I actually followed the docs here to get it setup, but this isn't propagating schema changes: https://nightlies.apache.org/flink/flink-cdc-docs-master/docs/connectors/flink-sources/tutorials/build-real-time-data-lake-tutorial/
@Yuxia Not sure if you're the same person, but I noticed you actually wrote the original docs for this on Alibaba. https://www.alibabacloud.com/blog/flink-cdc-series-part-3-synchronize-mysql-database-and-table-shard-to-build-an-iceberg-real-time-database_598970
g
Schema changes can't be propagated via sql, because the tables are static.. this requires a datastream job wrapper to be developed. An Iceberg sink is not supported in Flink CDC atm and the following should be the supported ones (i believe the iceberg sink itself doesn't support dynamic schema changes though)
gratitude thank you 1
a
Thank you @Giannis Polyzos, really appreciate the response here. I'll look into developing a datastream job wrapper. We're exploring multiple approaches using Flink for CDC replay from MySQL->Iceberg, or MySQL -> Kafka -> Iceberg (I'm an engineer here at Affirm). Flink-cdc with the SQL is so clean so I was really hoping to get it working.

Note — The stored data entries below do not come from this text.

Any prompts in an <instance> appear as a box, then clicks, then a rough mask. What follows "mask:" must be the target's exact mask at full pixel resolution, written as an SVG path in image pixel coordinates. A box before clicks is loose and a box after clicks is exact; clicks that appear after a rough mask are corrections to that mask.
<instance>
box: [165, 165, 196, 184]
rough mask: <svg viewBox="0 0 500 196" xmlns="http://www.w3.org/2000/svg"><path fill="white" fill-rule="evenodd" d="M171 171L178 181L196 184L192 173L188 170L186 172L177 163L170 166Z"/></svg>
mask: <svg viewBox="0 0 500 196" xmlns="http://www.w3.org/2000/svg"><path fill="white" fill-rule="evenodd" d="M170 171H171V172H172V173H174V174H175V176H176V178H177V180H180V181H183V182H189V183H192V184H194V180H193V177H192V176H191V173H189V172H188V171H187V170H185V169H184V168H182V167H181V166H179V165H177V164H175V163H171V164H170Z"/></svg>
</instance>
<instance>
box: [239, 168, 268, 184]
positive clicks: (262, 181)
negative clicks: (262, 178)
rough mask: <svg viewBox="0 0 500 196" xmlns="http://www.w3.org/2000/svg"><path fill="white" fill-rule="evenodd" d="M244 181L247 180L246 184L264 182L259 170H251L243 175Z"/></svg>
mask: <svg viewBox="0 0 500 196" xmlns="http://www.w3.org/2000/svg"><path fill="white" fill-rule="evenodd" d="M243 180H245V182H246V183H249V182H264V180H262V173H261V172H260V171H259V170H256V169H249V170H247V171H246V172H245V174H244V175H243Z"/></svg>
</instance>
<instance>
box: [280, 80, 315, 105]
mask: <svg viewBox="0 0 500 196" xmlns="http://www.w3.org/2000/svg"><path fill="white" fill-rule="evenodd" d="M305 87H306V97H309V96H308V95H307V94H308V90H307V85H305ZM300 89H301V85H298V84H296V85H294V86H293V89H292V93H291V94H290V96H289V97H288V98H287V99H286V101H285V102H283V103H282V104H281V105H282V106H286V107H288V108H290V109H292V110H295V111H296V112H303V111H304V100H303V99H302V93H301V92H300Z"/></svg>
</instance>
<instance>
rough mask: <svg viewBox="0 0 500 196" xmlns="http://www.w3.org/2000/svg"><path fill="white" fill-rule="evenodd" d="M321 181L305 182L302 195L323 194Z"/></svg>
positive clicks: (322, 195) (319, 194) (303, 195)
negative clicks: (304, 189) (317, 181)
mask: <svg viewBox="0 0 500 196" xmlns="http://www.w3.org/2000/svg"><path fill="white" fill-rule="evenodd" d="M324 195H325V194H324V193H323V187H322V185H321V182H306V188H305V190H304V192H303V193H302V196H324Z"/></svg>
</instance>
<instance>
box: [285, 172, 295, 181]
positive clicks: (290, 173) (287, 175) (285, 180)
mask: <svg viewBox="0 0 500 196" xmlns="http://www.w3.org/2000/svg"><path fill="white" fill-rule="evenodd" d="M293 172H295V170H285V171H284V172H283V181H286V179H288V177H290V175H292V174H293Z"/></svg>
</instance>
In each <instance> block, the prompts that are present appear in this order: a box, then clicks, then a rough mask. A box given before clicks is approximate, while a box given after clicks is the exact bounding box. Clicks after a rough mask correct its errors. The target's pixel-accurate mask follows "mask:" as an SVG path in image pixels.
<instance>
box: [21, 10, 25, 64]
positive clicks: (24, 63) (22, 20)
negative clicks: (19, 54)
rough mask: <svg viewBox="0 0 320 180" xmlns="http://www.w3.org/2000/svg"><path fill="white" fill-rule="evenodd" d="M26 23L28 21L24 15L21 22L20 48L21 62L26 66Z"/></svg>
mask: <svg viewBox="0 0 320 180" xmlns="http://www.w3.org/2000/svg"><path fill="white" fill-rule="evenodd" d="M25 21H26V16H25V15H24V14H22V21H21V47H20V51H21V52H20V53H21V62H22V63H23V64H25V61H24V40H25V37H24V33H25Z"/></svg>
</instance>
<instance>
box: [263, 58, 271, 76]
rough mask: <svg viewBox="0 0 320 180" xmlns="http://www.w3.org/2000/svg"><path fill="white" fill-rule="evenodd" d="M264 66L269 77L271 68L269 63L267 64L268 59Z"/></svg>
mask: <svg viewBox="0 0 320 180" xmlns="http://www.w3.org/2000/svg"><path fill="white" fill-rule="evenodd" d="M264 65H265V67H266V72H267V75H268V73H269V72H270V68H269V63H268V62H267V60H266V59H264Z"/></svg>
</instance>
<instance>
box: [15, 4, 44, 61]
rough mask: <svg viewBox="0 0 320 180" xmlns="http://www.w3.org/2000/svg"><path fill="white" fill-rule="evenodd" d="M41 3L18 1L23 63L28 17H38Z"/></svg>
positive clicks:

We can grab the MySQL schema in the beginning of run-time. I wonder if there's a way to build the SQL "dynamically" right in the beginning, and force a "restart/fail" every time we see a schema change, since it's rare. But it feels like an ugly hack to me. 1. build flink sql dynamically with the schema 2. read from mysql with mysql-cdc connector 3. have a filter step before inserting into iceberg a. if ddl -> fail/restart the job back to step 1 b. if data change event -> move forward to step 4 4. insert into iceberg
Anyways, thanks for the confirmation here! I know you guys at Ververica are the experts here, so if you have any other advice on doing the MySQL -> Iceberg CDC replay, would be really appreciated.